Gli italiani ci fanno i conti tutti i giorni: Iva, Imu, Tasi, canone Rai, contributi, bollo auto e compagnia cantando. Troppe per le nostre tasche, già gravate da una crisi tanto veloce ad arrivare quanto lenta a lasciarci. Così gran parte dello stipendio e del reddito se ne va per foraggiare uno Stato che, spesso, non dà nulla in cambio in termini di servizi al cittadino. E ciononostante continua a tenere in piedi un Fisco tra i più salati del Vecchio Continente. Basti pensare che se il carico tributario del nostro Paese fosse in linea con quello medio europeo, ogni italiano risparmierebbe 904 euro l’anno, cioè, grosso modo, una mensilità in più. Soldi che potrebbero essere usati per sostenere i consumi e consentirebbero alle imprese di respirare.
A fornire il dato è l’Ufficio studi dell’Associazione artigiani piccole imprese (Cgia) da Mestre, che ha messo a confronto la pressione fiscale registrata nel 2014 all’interno dei 28 e successivamente ha calcolato il differenziale di tassazione degli italini : successivamente, l’analisi dell’Ufficio Studi ha definito il differenziale di tassazione degli italiani rispetto ai contribuenti degli altri Paesi europei. In cima alla classifica c’è la Francia dove il peso complessivo di imposte, tasse, tributi e contributi previdenziali è pari al 47,8 per cento del Pil. Seguono il Belgio, con il 47,1 per cento, la Svezia, con il 44,5 per cento, l’Austria, con il 43,7 per cento e, al quinto posto, l’Italia.

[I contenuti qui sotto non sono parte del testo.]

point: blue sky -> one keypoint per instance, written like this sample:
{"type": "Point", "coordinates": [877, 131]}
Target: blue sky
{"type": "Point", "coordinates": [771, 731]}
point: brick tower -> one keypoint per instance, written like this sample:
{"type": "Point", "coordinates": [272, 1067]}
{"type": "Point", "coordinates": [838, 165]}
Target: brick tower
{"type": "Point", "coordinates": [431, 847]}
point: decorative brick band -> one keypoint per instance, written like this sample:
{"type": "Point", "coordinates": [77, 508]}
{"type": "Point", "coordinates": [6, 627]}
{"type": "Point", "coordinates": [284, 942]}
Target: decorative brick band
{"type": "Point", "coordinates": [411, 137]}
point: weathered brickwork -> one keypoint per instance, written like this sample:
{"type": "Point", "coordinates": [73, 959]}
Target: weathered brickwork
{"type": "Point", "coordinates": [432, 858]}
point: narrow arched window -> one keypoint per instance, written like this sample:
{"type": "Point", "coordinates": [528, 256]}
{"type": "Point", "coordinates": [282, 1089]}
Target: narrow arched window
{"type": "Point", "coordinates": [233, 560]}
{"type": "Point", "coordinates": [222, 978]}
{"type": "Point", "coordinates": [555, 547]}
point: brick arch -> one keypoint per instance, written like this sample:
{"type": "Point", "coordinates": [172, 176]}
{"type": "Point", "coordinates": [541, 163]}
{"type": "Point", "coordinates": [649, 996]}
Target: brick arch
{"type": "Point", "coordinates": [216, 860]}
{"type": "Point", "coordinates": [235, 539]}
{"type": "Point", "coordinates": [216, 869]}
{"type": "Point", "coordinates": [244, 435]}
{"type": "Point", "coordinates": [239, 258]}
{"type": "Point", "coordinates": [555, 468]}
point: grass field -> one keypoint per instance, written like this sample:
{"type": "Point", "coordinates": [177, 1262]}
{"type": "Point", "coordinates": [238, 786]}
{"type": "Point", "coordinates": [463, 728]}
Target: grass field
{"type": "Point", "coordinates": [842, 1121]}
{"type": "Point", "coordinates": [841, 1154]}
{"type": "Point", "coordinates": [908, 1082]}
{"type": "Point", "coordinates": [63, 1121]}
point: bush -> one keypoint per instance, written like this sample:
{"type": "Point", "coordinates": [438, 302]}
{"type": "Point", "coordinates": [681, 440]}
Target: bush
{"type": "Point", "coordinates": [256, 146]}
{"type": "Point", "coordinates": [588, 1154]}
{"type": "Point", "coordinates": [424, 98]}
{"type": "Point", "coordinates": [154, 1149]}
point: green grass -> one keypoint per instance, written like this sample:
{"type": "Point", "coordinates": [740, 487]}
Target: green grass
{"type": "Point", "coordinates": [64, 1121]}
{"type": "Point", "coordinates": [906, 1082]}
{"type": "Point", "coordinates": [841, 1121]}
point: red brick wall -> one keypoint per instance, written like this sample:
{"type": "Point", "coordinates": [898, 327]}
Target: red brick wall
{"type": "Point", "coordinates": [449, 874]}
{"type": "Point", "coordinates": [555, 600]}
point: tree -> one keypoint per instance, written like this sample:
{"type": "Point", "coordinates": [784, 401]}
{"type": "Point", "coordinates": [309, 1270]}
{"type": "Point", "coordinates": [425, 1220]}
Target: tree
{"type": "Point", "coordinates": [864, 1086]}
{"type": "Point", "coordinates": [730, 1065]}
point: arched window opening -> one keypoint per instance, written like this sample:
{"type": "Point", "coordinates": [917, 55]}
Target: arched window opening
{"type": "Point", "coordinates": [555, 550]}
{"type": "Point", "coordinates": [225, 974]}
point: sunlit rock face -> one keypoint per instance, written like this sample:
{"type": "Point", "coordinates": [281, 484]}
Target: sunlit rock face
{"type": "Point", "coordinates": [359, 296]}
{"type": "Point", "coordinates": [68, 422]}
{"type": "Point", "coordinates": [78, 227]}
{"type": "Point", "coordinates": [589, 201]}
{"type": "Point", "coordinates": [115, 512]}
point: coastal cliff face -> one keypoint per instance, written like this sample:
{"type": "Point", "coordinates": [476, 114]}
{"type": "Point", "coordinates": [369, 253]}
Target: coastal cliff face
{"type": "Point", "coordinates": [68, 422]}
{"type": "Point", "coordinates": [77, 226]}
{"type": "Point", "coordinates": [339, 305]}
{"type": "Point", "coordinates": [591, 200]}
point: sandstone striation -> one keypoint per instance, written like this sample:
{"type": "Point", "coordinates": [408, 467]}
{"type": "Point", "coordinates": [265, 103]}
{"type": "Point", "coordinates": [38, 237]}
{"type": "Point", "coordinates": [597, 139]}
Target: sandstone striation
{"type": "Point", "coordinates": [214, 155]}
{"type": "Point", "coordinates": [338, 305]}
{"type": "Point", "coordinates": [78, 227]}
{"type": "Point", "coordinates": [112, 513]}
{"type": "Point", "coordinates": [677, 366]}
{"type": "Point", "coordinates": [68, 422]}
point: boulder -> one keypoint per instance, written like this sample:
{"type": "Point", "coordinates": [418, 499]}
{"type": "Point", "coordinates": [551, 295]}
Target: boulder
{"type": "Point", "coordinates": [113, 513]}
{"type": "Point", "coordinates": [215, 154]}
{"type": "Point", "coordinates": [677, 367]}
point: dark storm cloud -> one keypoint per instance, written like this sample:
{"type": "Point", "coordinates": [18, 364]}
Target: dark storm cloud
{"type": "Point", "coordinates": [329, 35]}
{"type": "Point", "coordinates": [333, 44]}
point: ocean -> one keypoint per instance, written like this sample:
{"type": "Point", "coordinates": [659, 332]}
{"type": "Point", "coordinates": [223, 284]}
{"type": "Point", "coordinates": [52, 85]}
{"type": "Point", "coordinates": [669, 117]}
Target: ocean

L’anno scorso la pressione fiscale nel Bel Paese si è fermata al 43,4 per cento del Prodotto interno lordo. La media dei 28 Paesi che compongono l’Ue, invece, si è stabilizzata al 40 per cento; 3,4 punti in meno che da noi.
Nella comparazione la Cgia ha deciso di calcolare anche i maggiori o minori versamenti che ognuno di noi “sconta” rispetto a quanto succede altrove. I tedeschi, ad esempio, pagano mediamente 1.037 euro all’anno in meno rispetto a noi. Analogamente gli italiani devolvono all’Erario 1.409 euro in più degli olandesi, 1.701 dei portoghesi, 2.313 degli inglesi, 2.499 degli spagnoli e 3.323 euro degli irlandesi. Un salasso insomma. L’analisi ricorda poi che il dato della pressione fiscale italiana relativa al 2014 non tiene conto dell’effetto del cosiddetto “Bonus Renzi”. L’anno scorso, infatti, gli 80 euro “restituiti” ai redditi medio bassi dei lavoratori dipendenti sono costati alle casse dello Stato 6,6 miliardi di euro. Quest’ultimo importo è stato contabilizzato nel bilancio della nostra Amministrazione pubblica come spesa aggiuntiva. Pertanto, se si ricalcola il tutto considerando questi 6,6 miliardi di euro che praticamente sono un taglio delle tasse, anche se contabilmente vanno ad aumentare le uscite, la pressione fiscale scende al 43 per cento.
“Per pagare meno tasse è necessario che il Governo agisca sul fronte della razionalizzazione della spesa pubblica; con tagli agli sprechi, agli sperperi e alle inefficienze della macchina pubblica. Inoltre, questa operazione dovrà essere realizzata molto in fretta” ha spiegato Paolo Zebeo. “Entro il prossimo 30 settembre, infatti, a seguito della mancata autorizzazione dell’Unione europea all’estensione del reverse charge alla grande distribuzione, il Governo dovrà reperire 728 milioni di euro, altrimenti è previsto un aumento delle accise sui carburanti di pari importo”.
E per evitare un nuovo aumento delle imposte, l’Esecutivo dovrà sterilizzare una serie di clausole di salvaguardia estremamente “impegnative”. Sebbene il ministro Padoan “abbia in più di un’occasione scongiurato un nuovo aumento del carico fiscale” – afferma la Cgia – con la prossima legge di stabilità dovrà trovare oltre 16 miliardi per evitare un aumento delle entrate di pari importo per l’anno venturo. Altro che taglio all’Imu.